And I’m Chris; I’m helping.
Over the years, I’ve played a lot of games, on a lot of consoles, and I’ve never once been affected by them. From the extreme violence of ManHunt, to the simulated crimes of the various Grand Theft Auto offerings, I’ve never actually had any game make me really feel anything: And I like to think that, in my virtually-hardened state, I’ve become a bit of an e-Bastard; in that I’ve always found myself, when faced with the plethora of moral choices that games offer these days, that I tend to gravitate towards the more unpleasant option.
I just say fuck you to the moral choice and kill everything. Take Fallout 3…killed all the good guys, robbed them, blew up their city, then killed all the bad guys and stole everything they had…I’m currently hanging out with the slave guys until I get tired of their shit.
But that all changed, when I picked up my copy of BioShock 2, and encountered what, in my opinion, defines the series: The Little Sister.
Subject Delta couldn’t help but think that Chris Hansen’s “Why don’t you
take a seat over there” line needed a little more punch.
This winter Chris Hansen IS Subject delta:
Would you kindly take a seat over there?
I started off the game with the intention of sucking every drop of ADAM I could out of the glowing little freaks; but that idea quickly began to simmer away as the opening sequence began, and I found that the player character was someone who has a genuine emotional bond with one…
Emotional… sure, that drill isn’t for what you think its for…
Once I got into the story proper, and came across my first Little Sister, any remnants of my previous intention to harvest the little ADAM farms was washed away completely, as she greeted me with an affectionate “You’ll protect me, wont you Mr. B?”
I haven’t played it yet so I’m just going to make a paedophilic innuendo at the end of each paragraph…:
HE farmed HER for ADAM!
The ‘B’ in ‘Mr. B’ stands for -Bear btw, you get 3 guesses at his first name…

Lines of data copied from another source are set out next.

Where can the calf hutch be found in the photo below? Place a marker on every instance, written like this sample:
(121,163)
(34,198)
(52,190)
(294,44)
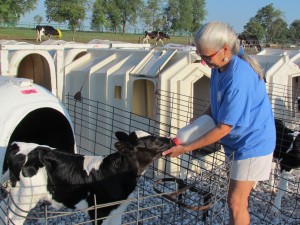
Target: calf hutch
(30,113)
(103,87)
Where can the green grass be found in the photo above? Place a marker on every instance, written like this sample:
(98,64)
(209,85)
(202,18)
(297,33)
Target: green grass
(29,35)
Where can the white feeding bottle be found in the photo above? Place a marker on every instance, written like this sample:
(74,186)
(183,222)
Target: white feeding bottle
(194,130)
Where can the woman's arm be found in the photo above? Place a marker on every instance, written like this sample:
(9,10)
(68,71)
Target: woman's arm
(210,137)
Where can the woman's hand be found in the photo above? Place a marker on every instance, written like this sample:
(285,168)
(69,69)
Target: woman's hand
(174,151)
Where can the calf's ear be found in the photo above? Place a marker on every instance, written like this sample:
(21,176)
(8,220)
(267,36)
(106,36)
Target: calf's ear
(122,147)
(122,136)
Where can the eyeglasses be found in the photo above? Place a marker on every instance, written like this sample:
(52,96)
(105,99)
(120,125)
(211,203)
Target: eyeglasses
(208,58)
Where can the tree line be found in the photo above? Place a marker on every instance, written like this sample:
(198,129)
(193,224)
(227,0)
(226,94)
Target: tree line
(166,15)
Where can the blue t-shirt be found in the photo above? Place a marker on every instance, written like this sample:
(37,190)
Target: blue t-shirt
(239,98)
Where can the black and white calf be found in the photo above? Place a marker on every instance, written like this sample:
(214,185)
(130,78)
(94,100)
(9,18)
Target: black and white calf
(287,154)
(158,35)
(46,31)
(75,181)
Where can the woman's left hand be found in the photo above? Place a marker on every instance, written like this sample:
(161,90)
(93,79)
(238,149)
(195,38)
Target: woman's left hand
(174,151)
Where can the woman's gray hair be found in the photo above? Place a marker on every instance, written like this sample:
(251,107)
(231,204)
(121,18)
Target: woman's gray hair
(215,35)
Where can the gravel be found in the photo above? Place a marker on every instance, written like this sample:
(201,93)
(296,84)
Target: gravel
(148,207)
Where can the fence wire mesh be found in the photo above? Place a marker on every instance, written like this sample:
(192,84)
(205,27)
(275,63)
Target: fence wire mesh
(191,189)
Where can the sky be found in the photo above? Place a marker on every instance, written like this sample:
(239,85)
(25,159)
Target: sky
(234,12)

I don’t have kids, I’ve never planned too, but adopting the first Little Sister awoke some ancient paternal instinct in me that actually had me shouting in despair as Splicers began reaching her position whilst she was harvesting one of her Angels. As sad as it may sound, there were genuine, Ripley-esque “Get away from her, you bitch!” moments as Splicer after Splicer raced towards ‘my little girl’.
I’ll awake my paternal instinct over your little girl…! Ok that one was a little bad, I’ll stop now.
At one point in the game, I was desperate for ADAM and about to fight one of Raptures ‘boss’ Splicers. So I overcame my earlier apprehension, and harvested one of the Little Sisters after she’d collected all of the available ADAM for me. In the end, I had to look away from the sheer terror in her face as she realized I was about to kill her, and, throughout the rest of the game, no matter how low I was running on ADAM, I couldn’t bring myself to harvest another one.
Sweet damn, that almost makes me not want to make a joke… almost. Only thing stopping me is that I can’t think of one.
For me, this is why BioShock 2 will go down in history: A video game that’s dredged up in me emotions I never knew I could feel, that’s managed to worm its way into my cold, desensitized heart and start a little melting flame. You can take away the story, the graphics, the beautifully designed underwater city, the rich in-depth history and quirky, interesting characters; but leave me with my little girl, and while you’re at it: GET AWAY FROM HER YOU BITCH!!
Note to Developers: A game with nothing but a high definition 10 year old girl that talks to the first person player in a child like way, and you can play with her, and skip, and if you give her enough candy you can show her your “party van” and the final boss is Chris Hansen; that’s probably not a good thing to sink your money into.
GTFO off my blog, you trolling internet cuntbot you.